Zum Jahresbudget von 64 Millionen Schilling steuert das Bauressort des Landes Oberösterreich unter Landeshauptmannstellvertreter Franz Hiesl 38 Millionen bei. Die restlichen 26 Millionen Schilling werden von den Gemeinden – teilweise mit Bedarfszuweisungsmitteln der Gemeindeabteilung – aufgebracht. In diesem Jahr wurden bereits Teilstrecken von 32 Güterwegen instandgesetzt und auf etwa 260 Güterwegen wurden Instandhaltungsarbeiten durchgeführt.

HAM S‘ SCHO G’HERT?

KOLLERSCHLAG. Seit 1996 wurden in der Gemeinde über 11 Millionen Schilling in den Wegebau investiert. Für etwa ein Drittel der Kosten kommt dabei die Gemeinde auf, der Rest wird aus Interessentenbeiträgen und vor allem durch Landesmittel aufgebracht. Als kleines Dankeschön für diese kräftige finanzielle Unterstützung seitens des Landes sollte im Anschluss an die feierliche Eröffnung von verschiedenen Straßenbauprojekten am 22. September an Landeshauptmannstellvertreter Franz Hiesl ein „Kollaschläga Zega“ überreicht werden. Dieser Souvenir- und Geschenkartikel aus alter, grober Leinwand wird in Handarbeit in den verschiedensten Ausführungen hergestellt und erfreut sich, gefüllt mit heimischen Spezialitäten, mittlerweile immer größerer Beliebtheit.
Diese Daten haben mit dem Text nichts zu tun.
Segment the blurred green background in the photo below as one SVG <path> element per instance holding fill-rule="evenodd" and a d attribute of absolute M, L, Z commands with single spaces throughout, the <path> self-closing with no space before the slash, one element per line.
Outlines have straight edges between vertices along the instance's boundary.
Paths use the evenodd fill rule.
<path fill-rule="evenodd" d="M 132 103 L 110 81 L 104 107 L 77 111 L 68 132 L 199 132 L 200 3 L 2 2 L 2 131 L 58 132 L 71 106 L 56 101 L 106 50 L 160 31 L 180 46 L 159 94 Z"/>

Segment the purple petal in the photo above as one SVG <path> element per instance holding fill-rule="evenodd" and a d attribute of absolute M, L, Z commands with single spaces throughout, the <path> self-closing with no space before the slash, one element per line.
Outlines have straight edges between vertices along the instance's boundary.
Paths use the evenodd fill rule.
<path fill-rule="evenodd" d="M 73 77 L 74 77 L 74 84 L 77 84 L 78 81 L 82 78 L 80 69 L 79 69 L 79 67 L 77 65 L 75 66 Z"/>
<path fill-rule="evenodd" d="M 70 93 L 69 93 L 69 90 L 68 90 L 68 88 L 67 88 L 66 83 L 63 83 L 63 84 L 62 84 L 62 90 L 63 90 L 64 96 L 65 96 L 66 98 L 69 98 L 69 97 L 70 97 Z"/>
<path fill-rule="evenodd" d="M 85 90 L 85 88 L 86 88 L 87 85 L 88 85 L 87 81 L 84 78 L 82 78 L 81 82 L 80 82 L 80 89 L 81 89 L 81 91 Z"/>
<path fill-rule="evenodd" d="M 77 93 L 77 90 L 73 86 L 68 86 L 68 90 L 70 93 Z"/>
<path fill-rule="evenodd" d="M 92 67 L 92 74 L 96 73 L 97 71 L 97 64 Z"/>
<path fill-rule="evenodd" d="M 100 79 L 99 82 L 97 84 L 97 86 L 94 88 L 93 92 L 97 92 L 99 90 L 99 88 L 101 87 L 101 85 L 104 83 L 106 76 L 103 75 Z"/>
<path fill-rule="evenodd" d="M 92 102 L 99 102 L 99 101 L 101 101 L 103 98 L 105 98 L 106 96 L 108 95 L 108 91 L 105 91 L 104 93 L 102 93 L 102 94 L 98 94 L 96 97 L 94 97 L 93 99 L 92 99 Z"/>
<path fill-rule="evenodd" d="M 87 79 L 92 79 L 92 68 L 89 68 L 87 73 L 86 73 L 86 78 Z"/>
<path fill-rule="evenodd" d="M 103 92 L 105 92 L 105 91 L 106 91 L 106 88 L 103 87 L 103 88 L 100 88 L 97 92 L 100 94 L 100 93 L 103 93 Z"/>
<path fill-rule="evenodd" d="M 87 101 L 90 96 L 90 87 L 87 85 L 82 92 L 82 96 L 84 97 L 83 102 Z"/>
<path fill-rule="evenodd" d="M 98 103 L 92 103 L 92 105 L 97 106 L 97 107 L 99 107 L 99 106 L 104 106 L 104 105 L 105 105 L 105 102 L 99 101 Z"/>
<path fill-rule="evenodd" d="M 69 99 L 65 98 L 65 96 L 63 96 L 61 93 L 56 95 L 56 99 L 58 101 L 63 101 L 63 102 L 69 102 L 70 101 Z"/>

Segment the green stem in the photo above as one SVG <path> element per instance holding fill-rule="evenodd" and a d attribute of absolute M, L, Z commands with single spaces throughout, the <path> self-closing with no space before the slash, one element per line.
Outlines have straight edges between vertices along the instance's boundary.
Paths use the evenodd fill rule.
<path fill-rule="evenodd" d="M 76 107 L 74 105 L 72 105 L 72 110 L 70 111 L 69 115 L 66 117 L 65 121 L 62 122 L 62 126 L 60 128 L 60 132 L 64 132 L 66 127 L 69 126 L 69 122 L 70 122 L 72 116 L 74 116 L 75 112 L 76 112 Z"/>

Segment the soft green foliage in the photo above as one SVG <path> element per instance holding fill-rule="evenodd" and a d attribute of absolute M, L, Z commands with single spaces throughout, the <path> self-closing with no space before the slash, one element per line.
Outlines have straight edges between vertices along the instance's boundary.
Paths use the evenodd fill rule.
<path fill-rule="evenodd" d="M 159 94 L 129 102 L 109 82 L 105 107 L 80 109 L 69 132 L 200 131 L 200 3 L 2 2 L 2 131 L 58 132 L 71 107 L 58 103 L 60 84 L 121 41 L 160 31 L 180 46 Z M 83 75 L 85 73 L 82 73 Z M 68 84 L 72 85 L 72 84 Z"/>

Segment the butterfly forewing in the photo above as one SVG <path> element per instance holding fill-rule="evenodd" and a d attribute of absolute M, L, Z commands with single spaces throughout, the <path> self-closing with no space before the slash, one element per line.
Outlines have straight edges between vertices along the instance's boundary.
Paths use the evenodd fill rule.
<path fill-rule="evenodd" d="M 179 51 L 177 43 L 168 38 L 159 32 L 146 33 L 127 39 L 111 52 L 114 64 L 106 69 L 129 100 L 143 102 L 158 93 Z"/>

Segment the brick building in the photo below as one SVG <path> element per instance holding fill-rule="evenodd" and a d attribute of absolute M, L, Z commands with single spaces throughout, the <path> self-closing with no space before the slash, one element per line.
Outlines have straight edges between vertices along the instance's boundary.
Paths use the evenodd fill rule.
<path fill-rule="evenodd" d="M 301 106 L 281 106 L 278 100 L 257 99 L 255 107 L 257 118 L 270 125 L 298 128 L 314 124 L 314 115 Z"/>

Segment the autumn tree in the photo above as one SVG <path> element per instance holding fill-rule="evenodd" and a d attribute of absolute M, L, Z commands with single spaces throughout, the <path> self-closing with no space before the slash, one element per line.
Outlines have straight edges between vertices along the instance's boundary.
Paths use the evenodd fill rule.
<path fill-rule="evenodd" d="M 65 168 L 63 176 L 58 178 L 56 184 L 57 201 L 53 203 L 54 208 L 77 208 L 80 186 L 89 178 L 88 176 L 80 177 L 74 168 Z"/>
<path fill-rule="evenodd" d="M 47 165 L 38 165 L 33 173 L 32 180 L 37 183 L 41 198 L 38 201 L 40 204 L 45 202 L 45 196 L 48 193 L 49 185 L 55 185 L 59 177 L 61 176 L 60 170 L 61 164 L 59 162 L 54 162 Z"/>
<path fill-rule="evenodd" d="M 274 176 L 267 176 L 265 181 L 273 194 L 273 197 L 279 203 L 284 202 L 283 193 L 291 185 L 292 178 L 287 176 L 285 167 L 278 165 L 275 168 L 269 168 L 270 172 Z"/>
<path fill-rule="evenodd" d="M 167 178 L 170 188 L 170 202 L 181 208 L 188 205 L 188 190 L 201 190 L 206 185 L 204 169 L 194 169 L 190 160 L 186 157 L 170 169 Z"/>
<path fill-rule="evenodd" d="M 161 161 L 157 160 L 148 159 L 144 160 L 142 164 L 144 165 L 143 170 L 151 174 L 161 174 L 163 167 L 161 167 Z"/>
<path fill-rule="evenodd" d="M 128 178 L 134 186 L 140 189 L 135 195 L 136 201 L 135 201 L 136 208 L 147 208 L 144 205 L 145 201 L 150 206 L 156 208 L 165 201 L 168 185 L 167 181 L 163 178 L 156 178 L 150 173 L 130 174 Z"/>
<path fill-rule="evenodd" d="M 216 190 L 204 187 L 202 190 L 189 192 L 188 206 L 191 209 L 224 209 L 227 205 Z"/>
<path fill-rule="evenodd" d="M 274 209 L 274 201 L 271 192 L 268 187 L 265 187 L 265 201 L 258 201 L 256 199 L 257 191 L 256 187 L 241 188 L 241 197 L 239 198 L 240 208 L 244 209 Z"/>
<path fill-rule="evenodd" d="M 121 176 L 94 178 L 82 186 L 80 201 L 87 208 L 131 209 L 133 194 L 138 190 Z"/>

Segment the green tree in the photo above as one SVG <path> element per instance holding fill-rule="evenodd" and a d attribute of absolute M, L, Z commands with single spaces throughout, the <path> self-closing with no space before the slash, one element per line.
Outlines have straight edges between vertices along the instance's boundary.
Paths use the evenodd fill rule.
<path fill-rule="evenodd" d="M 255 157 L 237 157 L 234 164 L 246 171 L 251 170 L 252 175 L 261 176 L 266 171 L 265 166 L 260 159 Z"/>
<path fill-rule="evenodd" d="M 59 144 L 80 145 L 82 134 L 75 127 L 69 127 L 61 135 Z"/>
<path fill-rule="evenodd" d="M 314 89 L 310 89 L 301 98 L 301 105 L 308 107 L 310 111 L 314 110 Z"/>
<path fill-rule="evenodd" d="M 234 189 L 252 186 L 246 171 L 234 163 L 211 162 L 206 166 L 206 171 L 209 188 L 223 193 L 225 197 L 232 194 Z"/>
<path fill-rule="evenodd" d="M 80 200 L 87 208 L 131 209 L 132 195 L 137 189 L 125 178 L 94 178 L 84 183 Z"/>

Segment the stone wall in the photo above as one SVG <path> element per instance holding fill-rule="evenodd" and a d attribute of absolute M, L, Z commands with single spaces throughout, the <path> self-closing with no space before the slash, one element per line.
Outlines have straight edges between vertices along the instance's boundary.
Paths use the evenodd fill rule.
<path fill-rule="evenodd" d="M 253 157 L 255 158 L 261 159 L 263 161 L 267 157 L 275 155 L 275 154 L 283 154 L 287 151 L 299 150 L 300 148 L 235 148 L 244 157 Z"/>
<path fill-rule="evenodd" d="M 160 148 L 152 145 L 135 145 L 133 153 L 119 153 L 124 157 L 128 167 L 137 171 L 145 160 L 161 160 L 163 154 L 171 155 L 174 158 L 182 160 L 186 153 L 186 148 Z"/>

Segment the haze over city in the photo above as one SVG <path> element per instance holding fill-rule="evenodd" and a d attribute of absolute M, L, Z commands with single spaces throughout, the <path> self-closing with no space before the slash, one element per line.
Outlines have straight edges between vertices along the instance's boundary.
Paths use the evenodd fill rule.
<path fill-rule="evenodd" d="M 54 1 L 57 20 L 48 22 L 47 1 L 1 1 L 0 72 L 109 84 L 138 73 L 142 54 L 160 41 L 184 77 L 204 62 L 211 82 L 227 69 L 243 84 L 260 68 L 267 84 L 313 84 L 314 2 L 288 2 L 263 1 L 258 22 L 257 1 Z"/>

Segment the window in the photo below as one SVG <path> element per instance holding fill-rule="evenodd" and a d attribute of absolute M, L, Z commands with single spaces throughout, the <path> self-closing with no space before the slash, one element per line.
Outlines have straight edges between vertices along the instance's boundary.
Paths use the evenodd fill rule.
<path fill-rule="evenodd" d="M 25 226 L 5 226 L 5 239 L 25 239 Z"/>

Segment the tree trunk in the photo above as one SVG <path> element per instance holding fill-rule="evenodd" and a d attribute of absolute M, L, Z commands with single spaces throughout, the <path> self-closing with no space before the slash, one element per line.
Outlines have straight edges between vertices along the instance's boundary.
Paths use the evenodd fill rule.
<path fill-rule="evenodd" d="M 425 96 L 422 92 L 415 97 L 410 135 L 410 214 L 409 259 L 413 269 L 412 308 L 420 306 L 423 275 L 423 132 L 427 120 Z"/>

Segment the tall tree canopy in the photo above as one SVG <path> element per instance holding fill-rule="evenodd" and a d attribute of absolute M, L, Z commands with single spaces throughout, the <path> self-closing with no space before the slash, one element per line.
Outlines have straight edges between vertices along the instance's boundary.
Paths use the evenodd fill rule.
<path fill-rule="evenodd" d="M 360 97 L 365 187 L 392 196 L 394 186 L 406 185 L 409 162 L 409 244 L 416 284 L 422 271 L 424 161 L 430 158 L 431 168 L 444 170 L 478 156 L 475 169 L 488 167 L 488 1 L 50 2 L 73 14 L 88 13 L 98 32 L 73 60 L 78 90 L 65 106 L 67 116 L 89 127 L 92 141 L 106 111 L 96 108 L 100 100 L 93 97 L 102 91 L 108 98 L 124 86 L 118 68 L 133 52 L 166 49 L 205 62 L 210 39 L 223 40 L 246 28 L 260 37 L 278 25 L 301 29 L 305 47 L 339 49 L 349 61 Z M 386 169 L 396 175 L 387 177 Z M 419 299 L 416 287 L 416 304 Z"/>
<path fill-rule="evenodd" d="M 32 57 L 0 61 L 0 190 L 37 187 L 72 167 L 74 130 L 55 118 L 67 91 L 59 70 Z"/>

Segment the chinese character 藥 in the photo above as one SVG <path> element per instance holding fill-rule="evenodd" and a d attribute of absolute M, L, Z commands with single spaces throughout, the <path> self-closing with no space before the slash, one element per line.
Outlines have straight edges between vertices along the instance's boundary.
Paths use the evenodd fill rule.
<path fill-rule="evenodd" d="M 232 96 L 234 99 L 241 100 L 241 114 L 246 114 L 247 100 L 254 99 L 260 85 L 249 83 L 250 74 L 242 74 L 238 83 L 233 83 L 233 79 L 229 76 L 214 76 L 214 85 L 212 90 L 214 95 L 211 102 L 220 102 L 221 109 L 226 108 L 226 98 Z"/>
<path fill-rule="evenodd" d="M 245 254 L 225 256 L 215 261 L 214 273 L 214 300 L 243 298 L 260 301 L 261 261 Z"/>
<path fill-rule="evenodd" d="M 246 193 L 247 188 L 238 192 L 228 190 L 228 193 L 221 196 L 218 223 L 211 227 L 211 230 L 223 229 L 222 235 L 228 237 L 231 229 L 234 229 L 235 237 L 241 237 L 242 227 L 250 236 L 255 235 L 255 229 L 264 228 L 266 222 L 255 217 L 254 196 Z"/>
Doch im Trubel der Eröffnungsfeierlichkeiten hat Bürgermeister Franz Saxinger schlichtweg die Übergabe an den hohen Gast aus Linz „verschwitzt“. Als der bedauerliche Irrtum bemerkt wurde, war jedoch mit Hofrat Dipl.-Ing. Gerhard Pichler seines Zeichens Leiter der Güterwegabteilung des Landes und gebürtiger Kollerschlager, schnell ein angemessener Ersatz für den Landesrat gefunden. Der oberste Güterwegbauer freute sich dann auch riesig über das originelle Geschenk. Wer weiß, vielleicht lädt er ja seinen Chef dazu ein, gemeinsam mit ihm den „Zega“ bei einer zünftigen Brotzeit zu leeren!